A petrolífera disparou 2,02% para os 10,60 euros, apesar dos preços do petróleo estarem a corrigir nos mercados internacionais. Recorde-se, no entanto, que a matéria-prima tem estado nas últimas sessões a negociar em alta, tendo tocado mesmo máximos.

A puxar para cima ficou ainda a EDP Renováveis que subiu 1,31% para os 7,15 euros, a acompanhar o sentimento da casa mãe, EDP, que trepou uns ligeiros 0,1% para os 2,96 euros.

Sonae em alta em dia de resultados

Nota positiva para a Sonae SGPS que ganhou 1,13% para os 0,89 euros, tendo renovado máximos. A empresa liderada por Paulo Azevedo apresenta ainda esta tarde os resultados relativos ao primeiro semestre do ano. Os analistas prevêem que a Sonae registe prejuízos de cerca de 26 milhões de euros, um número que compara com o lucro de 24 milhões de euros atingido em igual período do ano passado.

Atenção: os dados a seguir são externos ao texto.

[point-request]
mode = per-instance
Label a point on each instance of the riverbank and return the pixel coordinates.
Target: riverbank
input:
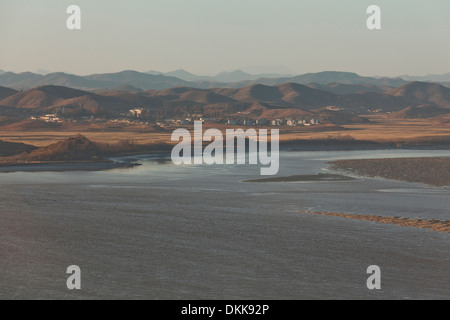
(433, 171)
(305, 178)
(432, 224)
(66, 166)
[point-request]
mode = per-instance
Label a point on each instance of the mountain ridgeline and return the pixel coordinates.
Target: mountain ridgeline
(255, 101)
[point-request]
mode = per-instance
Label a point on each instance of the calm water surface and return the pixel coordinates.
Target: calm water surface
(198, 232)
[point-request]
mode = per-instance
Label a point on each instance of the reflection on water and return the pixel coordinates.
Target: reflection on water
(160, 231)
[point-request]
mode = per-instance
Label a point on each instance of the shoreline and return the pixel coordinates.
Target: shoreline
(431, 224)
(66, 166)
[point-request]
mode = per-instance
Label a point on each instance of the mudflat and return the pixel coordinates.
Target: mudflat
(433, 171)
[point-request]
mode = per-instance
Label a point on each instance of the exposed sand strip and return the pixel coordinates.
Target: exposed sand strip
(432, 224)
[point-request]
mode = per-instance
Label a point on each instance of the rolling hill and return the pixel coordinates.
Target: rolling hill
(424, 93)
(255, 100)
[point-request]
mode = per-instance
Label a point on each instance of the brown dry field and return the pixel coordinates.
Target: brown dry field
(380, 129)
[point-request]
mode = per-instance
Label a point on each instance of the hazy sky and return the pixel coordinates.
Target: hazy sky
(209, 36)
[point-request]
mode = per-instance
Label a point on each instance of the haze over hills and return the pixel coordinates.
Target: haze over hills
(428, 78)
(6, 92)
(288, 99)
(233, 76)
(332, 81)
(424, 92)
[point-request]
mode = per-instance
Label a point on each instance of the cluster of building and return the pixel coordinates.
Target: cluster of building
(49, 118)
(277, 122)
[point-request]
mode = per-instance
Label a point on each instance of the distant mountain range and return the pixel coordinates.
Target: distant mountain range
(429, 78)
(234, 76)
(331, 81)
(255, 101)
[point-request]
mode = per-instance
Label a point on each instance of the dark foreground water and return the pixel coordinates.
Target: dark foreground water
(165, 232)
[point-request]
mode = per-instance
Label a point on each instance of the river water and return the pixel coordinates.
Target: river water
(159, 231)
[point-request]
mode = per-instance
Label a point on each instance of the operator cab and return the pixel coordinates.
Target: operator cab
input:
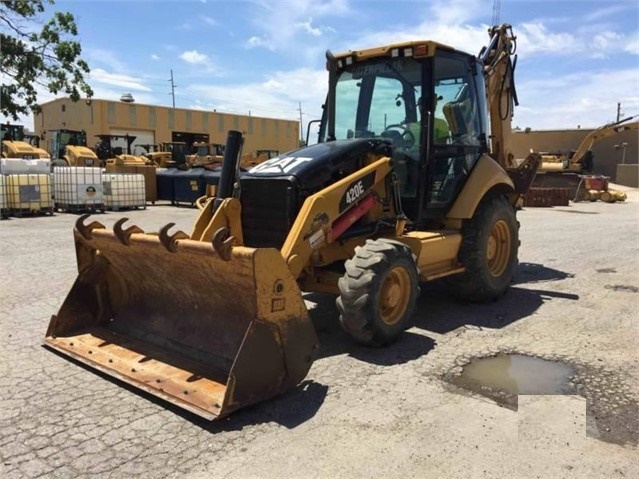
(430, 107)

Do lado dos ganhos, destaque ainda para a Portugal Telecom que avançou 1,1% para os 7,32 euros e também para a Altri que progrediu 0,52% para os 3,23 euros, na véspera de apresentar resultados. A cotada tem reflectido a subida do preço da pasta de papel, tendo renovado sucessivos máximos.

A travar maiores ganhos ficou o BCP que perdeu 2,46% para os 0,90 euros. Semapa e Cimpor também impediram maiores ganhos ao recuarem mais de 1% para os 6,97 euros e 5,22 euros, respectivamente.

Na Europa, o dia também foi de ganhos, que se situaram entre 0,42% e 1,1%. As bolsas foram estimuladas sobretudo pelo sector das telecomunicações.

Do outro lado do atlântico, nos Estados Unidos, os mercados seguem animados com subidas em torno de 0,8%. A ajudar está o anúncio de que os preços das casas caíram menos do que o esperado, bem como, o aumento da confiança dos consumidores norte-americanos que ficou acima do previsto, em Agosto.